Tufa towers at Mono Lake in the Eastern Sierra near Bridgeport, Calif. (Mark Boster / Los Angeles…)
The good news: Mono Lake Tufa State Natural Reserve has been given a reprieve from the budget-chopping plan to shut 70 California State Parks by next summer.
The bad news: Visitors will have to pay a new fee to stop at the ancient saltwater lake in the Eastern Sierra near Lee Vining, Calif.
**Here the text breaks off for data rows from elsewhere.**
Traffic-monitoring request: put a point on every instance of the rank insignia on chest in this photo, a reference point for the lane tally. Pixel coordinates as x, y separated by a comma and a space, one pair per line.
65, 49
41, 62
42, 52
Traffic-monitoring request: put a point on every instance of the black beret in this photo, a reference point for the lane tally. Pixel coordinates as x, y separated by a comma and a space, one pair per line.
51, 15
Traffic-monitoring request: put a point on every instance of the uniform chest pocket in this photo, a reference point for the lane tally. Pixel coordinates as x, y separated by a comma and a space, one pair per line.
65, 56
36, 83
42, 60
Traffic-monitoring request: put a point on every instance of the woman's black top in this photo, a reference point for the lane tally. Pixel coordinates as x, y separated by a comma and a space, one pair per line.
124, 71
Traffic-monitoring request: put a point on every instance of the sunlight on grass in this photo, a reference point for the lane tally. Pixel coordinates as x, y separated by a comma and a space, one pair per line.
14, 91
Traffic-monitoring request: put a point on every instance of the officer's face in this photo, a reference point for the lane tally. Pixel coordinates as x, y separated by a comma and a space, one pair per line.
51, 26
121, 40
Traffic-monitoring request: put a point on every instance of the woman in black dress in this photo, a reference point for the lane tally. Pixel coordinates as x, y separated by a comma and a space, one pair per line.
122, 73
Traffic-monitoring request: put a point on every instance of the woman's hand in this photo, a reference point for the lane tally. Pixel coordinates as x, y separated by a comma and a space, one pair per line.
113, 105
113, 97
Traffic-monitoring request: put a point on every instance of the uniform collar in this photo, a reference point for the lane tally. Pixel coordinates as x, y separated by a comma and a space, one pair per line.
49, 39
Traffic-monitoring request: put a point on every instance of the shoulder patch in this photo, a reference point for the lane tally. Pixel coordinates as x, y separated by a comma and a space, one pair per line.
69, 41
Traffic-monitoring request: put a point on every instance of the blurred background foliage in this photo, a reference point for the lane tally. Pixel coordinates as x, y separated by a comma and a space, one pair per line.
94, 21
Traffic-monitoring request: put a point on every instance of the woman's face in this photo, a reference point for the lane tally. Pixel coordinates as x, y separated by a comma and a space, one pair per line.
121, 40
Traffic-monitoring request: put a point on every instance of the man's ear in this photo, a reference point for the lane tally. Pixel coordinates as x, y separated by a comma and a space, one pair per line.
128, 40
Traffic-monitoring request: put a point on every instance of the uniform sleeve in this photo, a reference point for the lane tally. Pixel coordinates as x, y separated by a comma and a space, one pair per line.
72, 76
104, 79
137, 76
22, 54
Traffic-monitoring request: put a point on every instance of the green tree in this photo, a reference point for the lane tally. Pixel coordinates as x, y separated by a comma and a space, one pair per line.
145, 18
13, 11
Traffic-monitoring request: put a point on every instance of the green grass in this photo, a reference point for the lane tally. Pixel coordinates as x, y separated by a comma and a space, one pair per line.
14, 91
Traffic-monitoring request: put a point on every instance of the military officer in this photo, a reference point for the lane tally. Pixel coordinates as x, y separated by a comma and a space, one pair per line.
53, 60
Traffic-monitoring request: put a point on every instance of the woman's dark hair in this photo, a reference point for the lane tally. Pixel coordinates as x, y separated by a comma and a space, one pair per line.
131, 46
State parks announced Thursday that the Bodie Foundation has stepped forward and signed a contract to collect fees -- no word yet on how much -- at Mono Lake that would raise money to keep the park open. The nonprofit foundation was formed to preserve Mono Lake as well as two other parklands in the area, Bodie State Historic Park and Grover Hot Springs State Park. The three parks draw more than 570,000 visitors to the area, according to the announcement.
Mono Lake has long been a favorite spot for photographers, birdwatchers and visitors who come to see the bizarre tufa towers rising from its salty waters. The lake also attracts travelers from the eastern entrance to Yosemite National Park, just 13 miles away.
Officials in May announced the potential closure of 70 of California's 278 state parks to offset a looming budget crisis this year and in the 2012-13 fiscal year. Since then, three Northern California parks -- Tomales Bay, Del Norte Coast Redwoods and Samuel P. Taylor -- also have been removed from the closure list.